Amending the Mental Health Act: Part 2 – Statutory Care Plans
This is the second part of our series of briefings on Amending the Mental Health Act.
In the recent Queen’s speech, the government confirmed their intention to amend the Mental Health Act. A White Paper will be published to address the following:
- A greater control for patients over their treatment
- Making sure patients have a greater say in that care
- Greater choice and autonomy including the ability to set out preferences for care and treatment in advance
- Ensuring dignity and respect
- Reforming the process for detention and providing greater support for patients to challenge detention
- Making it easier for individuals with learning disabilities and autism to be discharged from hospital and improve how they are treated in law.
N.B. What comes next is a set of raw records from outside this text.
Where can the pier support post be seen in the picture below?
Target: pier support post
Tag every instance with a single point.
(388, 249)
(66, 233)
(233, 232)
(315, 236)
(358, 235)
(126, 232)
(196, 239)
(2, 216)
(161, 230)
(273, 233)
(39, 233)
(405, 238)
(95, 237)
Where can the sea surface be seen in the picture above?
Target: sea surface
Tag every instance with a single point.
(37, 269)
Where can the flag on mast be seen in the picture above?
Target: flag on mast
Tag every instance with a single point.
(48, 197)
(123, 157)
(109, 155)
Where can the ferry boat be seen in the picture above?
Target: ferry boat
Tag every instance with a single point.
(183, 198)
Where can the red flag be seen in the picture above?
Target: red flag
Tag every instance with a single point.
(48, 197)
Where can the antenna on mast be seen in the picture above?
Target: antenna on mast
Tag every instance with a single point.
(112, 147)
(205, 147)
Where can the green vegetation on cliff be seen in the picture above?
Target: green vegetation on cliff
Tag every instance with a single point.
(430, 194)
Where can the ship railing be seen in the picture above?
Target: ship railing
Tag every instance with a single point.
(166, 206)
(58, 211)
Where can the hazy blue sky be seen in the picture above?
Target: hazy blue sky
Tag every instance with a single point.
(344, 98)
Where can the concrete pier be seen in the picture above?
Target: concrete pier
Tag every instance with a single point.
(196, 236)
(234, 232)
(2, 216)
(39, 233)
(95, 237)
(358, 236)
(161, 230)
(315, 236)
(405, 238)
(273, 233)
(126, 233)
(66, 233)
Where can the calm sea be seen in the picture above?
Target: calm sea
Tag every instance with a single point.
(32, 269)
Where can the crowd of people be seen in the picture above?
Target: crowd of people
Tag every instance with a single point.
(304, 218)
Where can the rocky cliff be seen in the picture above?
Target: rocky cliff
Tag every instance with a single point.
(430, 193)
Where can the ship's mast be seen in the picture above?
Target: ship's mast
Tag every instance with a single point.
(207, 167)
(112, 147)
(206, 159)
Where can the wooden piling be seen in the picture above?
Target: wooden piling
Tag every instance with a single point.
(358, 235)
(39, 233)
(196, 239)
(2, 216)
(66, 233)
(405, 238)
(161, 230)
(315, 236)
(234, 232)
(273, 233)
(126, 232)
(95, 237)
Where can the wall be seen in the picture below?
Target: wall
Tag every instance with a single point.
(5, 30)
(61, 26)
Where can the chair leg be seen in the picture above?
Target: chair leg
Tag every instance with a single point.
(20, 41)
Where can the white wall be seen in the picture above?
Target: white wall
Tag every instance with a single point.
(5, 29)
In this series of briefings we look at what amendments might be forthcoming.1
Statutory Care Plans
The areas for reform highlighted in the Queen’s speech include giving patients greater control over their treatment and ensuring that they have a greater say in their care. In particular, it was said that patients should have greater choice and autonomy, and be able to set out their preferences for care and treatment in advance.
The review of the Mental Health Act chaired by Sir Simon Wessely, which was reported in December 2018, made several recommendations that reflect similar themes:
- Giving patients the right to make an advanced choice document in relation to their mental health care and treatment.
- Requiring Responsible Clinicians to formulate a statutory care plan that should take account of these views.
- Ensuring that these statutory care and treatment plans include leave and discharge plans.
- Giving the First Tier Tribunal the jurisdiction to scrutinise care plans and review treatment, and for patients also to request a SOAD review.
- Making it hard to override treatment refusals.
The review summarised its views as follows:
We have heard time and again from people, that they did not fully understand what was happening nor were their views sought, let alone considered during detention. We consider that there should be a duty on the Responsible Clinician to formulate a detailed care and treatment plan for each individual as soon as reasonably practicable (and reviewed within 14 days). That plan should govern everything up to and including leave and discharge. A key component of that plan should be the wishes and preferences of the patient, which should be considered and, if not followed, a record made of the reason why not.
Giving patients the right to express their views about future care and treatment seems to follow the broad ethos behind advance decisions in the Mental Capacity Act.2 Previously the compulsory treatment sections of the Mental Health Act have overridden these, so it remains to be seen whether this will continue to be the case.
A specific requirement for a statutory care plan to be in place within 7 days of admission, and then reviewed after 14 days is new. However, it is intellectually an extension of the current requirement for a SOAD Certificate where medication is to be provided for more than three months. The medication regime has previously been authorised by a SOAD and it may be that the proposals simply replace that requirement with the ability for the patient to refer the matter to the Tribunal if they are unhappy with the care being provided. This may therefore be little more than a broad rehash of the existing statutory scheme although, as we have noted in previous briefings, it remains to be seen whether the Tribunal system will have sufficient capacity to deal with an increased number of applications of this sort.
2 See Section 24 Mental Capacity Act 2005
This briefing is for guidance purposes only. RadcliffesLeBrasseur LLP accepts no responsibility or liability whatsoever for any action taken or not taken in relation to this note and recommends that appropriate legal advice be taken having regard to a client's own particular circumstances.